A week after a New Orleans City Council forum on school transportation safety, one of the city’s busing companies is holding its own public meeting on the same topic.
The Hammond’s Transportation forum will take place at KIPP New Orleans Leadership Academy, 2300 St. Claude Ave., at 6 p.m. Thursday. I will live-blog the meeting below.
Hammond’s provides bus service for about 20 schools in New Orleans, including Akili Academy and Paul Habans Charter School. On Feb. 3, Akili first-grader Shaud Wilson died after being hit by a car as he ran across a four-lane street to his bus stop. A day later, a car struck and injured Habans third-grader Desean Denis after he exited a Hammond’s bus and began to cross a residential street.
The company said in a news release that the purpose of the forum is to “discuss and address transportation concerns the community may have and to brainstorm ideas for improving student safety of all schools.”
In an interview Friday, Hammond’s operations manager D’Juan Thompson said Hammond’s was not informed of last week’s City Council forum, which was organized by Councilwoman LaToya Cantrell.
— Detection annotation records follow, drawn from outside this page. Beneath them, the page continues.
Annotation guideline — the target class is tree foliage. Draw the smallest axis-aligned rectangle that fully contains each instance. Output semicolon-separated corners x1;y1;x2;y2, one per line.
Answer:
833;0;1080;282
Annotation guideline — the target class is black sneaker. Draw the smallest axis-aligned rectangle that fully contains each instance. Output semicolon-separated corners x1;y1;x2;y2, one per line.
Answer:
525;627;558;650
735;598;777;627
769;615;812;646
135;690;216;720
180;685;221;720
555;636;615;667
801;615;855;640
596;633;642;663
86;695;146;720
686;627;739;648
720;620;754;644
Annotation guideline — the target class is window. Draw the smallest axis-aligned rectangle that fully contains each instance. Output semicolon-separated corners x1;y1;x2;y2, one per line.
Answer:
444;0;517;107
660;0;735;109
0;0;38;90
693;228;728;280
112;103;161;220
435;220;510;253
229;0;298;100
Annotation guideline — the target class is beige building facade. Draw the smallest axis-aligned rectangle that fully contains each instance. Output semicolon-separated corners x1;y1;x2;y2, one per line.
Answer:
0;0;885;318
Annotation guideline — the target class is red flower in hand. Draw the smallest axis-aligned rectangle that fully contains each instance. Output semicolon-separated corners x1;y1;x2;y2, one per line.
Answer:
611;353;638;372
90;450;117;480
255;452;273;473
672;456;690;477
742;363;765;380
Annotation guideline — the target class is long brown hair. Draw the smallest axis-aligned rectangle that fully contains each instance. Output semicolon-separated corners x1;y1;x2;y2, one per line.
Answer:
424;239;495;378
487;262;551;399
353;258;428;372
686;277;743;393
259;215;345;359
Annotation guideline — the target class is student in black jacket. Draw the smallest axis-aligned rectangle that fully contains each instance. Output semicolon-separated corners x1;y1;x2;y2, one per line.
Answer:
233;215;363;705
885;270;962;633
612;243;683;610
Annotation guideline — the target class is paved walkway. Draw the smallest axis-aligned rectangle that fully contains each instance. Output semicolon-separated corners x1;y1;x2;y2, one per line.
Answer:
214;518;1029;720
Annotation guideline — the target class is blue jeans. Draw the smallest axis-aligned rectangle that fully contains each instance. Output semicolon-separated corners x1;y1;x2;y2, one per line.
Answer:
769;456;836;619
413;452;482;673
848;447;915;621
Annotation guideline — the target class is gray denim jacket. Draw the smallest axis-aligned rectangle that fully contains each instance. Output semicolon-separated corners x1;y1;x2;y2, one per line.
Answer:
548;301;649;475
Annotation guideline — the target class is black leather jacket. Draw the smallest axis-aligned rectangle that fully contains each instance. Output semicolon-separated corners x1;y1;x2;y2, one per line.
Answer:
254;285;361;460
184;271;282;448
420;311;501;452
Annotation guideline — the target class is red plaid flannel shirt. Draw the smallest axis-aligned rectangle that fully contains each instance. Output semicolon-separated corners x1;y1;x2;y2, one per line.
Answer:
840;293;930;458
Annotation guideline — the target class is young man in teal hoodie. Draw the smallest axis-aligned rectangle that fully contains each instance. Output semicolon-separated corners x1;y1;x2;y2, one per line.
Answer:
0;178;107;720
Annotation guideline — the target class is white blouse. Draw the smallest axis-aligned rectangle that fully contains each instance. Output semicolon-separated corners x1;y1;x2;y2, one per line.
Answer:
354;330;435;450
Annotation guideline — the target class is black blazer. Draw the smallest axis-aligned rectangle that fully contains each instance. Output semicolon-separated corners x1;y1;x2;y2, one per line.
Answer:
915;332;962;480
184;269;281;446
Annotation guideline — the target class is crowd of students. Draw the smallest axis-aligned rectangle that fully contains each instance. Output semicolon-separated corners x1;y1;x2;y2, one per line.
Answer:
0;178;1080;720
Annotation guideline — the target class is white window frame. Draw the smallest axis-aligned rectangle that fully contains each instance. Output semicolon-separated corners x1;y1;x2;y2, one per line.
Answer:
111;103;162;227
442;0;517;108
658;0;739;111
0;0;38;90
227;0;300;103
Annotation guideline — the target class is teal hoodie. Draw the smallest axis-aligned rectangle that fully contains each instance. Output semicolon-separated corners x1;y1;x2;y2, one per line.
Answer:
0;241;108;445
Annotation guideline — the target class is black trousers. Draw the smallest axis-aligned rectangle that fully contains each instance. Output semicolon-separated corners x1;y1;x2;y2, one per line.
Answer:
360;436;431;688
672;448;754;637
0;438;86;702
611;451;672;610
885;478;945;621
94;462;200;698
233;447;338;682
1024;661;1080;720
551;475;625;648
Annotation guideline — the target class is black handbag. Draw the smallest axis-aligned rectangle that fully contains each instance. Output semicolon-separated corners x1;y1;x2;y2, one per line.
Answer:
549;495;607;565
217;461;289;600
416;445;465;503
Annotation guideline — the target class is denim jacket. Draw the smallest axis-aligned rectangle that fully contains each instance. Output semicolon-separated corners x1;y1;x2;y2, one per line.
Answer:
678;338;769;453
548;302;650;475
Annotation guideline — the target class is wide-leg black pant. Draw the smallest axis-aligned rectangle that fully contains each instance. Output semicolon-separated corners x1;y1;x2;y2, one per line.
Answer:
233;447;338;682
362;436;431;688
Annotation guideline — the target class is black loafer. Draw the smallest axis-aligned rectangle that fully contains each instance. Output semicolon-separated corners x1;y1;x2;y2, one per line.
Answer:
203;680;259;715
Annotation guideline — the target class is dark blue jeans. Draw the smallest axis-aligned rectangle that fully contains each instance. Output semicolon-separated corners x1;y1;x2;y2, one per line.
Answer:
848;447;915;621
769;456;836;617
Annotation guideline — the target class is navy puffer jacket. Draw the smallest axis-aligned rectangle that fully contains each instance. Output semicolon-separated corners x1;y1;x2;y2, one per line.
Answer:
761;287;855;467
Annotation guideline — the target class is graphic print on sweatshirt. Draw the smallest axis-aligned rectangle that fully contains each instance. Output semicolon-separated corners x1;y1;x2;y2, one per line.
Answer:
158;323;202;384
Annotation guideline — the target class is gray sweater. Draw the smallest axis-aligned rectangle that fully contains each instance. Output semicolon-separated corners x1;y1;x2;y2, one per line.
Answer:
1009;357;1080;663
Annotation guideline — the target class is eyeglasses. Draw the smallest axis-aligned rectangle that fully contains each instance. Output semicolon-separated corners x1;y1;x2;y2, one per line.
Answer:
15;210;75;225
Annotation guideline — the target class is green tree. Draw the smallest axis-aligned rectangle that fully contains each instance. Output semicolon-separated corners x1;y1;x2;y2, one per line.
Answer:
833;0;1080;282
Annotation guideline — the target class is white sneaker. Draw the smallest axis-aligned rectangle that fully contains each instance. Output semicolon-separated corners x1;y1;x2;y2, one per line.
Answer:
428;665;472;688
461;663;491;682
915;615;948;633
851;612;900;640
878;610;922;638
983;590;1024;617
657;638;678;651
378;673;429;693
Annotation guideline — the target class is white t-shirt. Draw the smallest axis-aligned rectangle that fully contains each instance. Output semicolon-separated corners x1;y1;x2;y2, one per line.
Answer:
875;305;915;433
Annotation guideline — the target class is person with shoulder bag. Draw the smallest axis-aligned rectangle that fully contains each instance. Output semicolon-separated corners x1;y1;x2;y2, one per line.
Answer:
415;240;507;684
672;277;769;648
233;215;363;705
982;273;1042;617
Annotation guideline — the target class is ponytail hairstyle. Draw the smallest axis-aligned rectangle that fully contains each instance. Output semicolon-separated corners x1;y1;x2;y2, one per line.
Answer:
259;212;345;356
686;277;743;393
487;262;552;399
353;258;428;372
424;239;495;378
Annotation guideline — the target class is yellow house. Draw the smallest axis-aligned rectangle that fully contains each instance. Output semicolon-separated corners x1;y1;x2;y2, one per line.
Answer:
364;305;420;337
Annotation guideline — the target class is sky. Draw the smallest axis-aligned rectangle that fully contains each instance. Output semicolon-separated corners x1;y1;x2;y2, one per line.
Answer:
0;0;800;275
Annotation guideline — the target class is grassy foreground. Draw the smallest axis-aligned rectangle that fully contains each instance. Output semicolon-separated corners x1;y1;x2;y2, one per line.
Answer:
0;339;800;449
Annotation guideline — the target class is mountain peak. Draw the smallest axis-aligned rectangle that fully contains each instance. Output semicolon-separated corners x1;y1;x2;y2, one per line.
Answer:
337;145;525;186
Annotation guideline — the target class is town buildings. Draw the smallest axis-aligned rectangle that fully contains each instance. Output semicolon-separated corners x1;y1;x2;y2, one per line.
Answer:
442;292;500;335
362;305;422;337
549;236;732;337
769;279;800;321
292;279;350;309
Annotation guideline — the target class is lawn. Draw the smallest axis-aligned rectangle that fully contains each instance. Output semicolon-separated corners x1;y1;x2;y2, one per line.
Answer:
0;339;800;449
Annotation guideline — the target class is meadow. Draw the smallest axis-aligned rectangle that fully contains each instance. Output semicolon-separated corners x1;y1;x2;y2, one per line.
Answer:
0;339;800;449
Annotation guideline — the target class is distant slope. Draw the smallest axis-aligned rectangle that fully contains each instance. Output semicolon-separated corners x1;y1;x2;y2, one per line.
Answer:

Cantrell spokesman David Winkler-Schmit said the office focused on decision-makers — mostly educators — and didn’t specifically invite bus companies.
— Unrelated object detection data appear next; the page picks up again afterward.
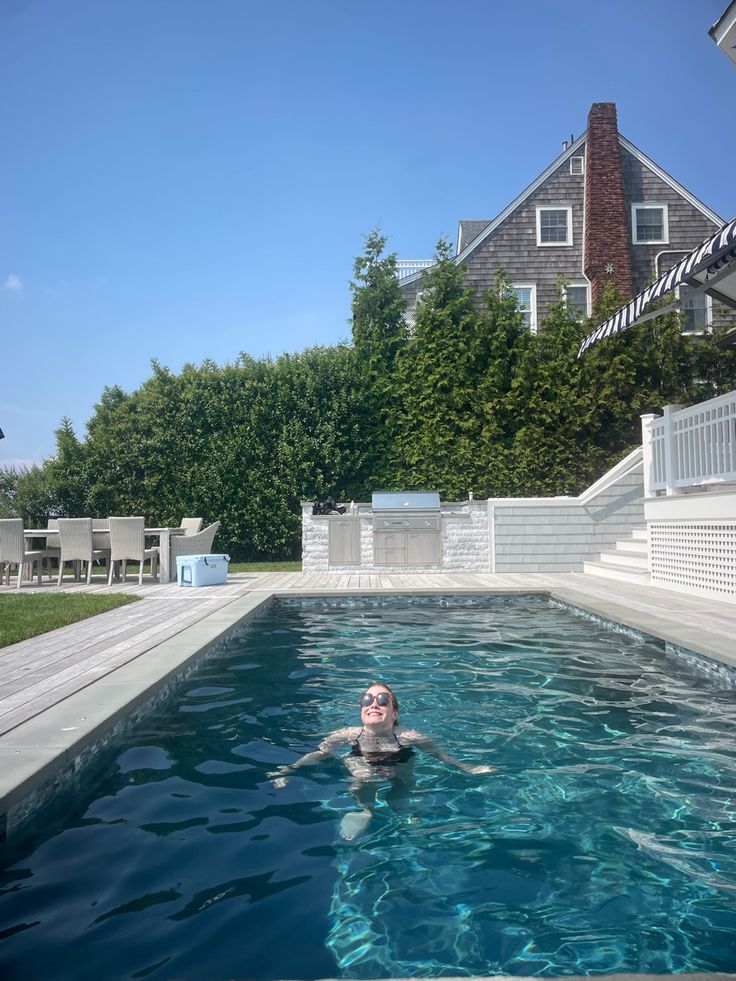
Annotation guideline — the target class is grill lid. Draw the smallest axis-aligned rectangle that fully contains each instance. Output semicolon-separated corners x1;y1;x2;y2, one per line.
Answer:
371;491;440;511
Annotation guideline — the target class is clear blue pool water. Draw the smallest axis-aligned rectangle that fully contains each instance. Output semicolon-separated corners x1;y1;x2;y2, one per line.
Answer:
0;598;736;981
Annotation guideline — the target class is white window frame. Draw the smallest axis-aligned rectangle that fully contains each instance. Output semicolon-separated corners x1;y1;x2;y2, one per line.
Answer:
537;204;572;249
570;157;585;177
511;283;537;334
562;279;590;317
675;286;713;337
631;201;670;245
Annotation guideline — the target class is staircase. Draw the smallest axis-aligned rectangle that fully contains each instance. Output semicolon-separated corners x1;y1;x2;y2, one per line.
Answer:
583;528;650;586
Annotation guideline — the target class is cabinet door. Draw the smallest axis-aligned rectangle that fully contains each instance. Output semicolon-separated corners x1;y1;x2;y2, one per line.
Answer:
406;531;440;565
328;518;360;565
373;548;406;566
373;531;406;551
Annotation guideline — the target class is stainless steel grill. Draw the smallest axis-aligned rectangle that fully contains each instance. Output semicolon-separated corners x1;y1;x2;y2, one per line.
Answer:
371;491;441;566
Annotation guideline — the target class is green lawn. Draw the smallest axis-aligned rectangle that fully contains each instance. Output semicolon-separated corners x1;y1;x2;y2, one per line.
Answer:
0;593;138;647
0;561;302;647
228;559;302;572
At that forum, city officials and educators discussed the possibility of centralizing school transportation to improve safety and streamline costs.
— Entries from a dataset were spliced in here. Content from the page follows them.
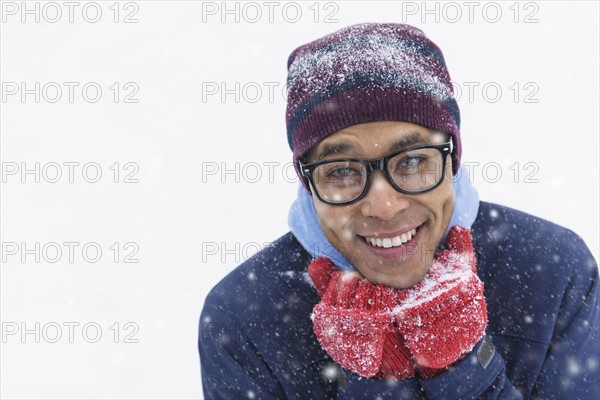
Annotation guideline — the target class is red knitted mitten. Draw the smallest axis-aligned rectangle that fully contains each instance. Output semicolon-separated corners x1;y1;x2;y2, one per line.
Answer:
394;226;487;378
308;257;414;379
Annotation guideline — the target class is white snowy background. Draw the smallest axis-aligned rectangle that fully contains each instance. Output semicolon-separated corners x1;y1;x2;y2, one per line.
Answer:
0;1;599;399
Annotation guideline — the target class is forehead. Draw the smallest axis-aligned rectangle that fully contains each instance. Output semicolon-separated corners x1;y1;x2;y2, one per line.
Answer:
307;121;446;162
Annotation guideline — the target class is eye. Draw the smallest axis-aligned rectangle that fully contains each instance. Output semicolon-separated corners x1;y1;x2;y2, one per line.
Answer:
327;167;360;179
395;154;428;174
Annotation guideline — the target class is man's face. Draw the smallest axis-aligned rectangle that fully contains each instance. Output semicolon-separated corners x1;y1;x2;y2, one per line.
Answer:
307;121;454;288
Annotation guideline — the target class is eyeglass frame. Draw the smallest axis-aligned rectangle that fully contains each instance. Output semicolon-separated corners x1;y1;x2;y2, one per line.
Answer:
298;139;454;206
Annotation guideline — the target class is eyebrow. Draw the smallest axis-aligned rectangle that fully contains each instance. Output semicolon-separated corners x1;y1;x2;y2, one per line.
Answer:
317;131;431;161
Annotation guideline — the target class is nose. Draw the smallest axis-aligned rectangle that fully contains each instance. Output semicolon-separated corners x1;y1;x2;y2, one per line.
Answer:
361;171;410;221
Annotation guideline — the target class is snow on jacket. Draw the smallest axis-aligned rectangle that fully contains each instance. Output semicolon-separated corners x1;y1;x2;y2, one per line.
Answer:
198;202;600;399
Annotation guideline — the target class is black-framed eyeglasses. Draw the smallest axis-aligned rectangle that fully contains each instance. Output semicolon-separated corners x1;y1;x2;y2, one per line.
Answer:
299;140;453;205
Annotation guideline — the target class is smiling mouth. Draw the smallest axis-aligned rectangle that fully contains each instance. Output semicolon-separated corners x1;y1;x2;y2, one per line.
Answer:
363;228;418;249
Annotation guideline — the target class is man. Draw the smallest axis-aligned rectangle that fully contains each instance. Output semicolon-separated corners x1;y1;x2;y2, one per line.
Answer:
199;24;600;399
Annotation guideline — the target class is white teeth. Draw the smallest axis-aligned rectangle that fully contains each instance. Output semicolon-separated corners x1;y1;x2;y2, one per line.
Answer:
365;229;417;249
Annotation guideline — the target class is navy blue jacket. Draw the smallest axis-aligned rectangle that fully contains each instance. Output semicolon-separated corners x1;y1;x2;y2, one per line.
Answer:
198;202;600;399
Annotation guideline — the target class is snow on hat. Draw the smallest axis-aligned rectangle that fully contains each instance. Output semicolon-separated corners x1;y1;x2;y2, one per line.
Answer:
286;23;461;183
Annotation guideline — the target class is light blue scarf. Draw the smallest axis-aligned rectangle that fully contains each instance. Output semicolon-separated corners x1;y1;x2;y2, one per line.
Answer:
288;167;479;271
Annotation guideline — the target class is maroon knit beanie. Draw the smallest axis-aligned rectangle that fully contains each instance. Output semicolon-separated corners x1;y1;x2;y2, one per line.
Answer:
286;23;461;181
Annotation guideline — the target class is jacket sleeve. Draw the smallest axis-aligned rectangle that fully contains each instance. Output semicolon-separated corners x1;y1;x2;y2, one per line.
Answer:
346;238;600;400
198;290;285;400
343;337;523;400
533;239;600;399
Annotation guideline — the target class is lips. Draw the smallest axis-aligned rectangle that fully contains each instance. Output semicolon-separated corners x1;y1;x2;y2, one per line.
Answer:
365;228;417;249
362;226;421;249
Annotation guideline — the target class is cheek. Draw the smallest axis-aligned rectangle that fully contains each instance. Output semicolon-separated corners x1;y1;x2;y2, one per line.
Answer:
315;200;354;243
Right now, the city’s 40-odd charter groups individually contract with Hammond’s and other private bus companies. Some schools provide bus tokens instead. This year schools budgeted about $30 million for transportation, up from about $18 million for the 2004-05 school year, according to a Lens analysis.
Officials also discussed increasing the number of crossing guards at schools and installing more traffic cameras near school zones.
So the meeting on transportation safety ends up being about children who misbehave on the bus and parents who need to be more involved, right?
What about the company’s responsibility for safer pick up areas? How about shorter bus routes so students don’t have to leave home before 7:00 a.m. which is when school zones take effect? Did anyone consider having monitors who serve as crossing guards instead of just sitting on the bus waiting for students to misbehave?
Has anyone started tracking the paths of students who ride the buses to ensure that they don’t have to cross busy, multi-lane streets? It is a simple solution that all schools should adapt before another child is lost. The bus companies are contracted by the school. It is still the ultimate responsibility of the school to get the children to school safely.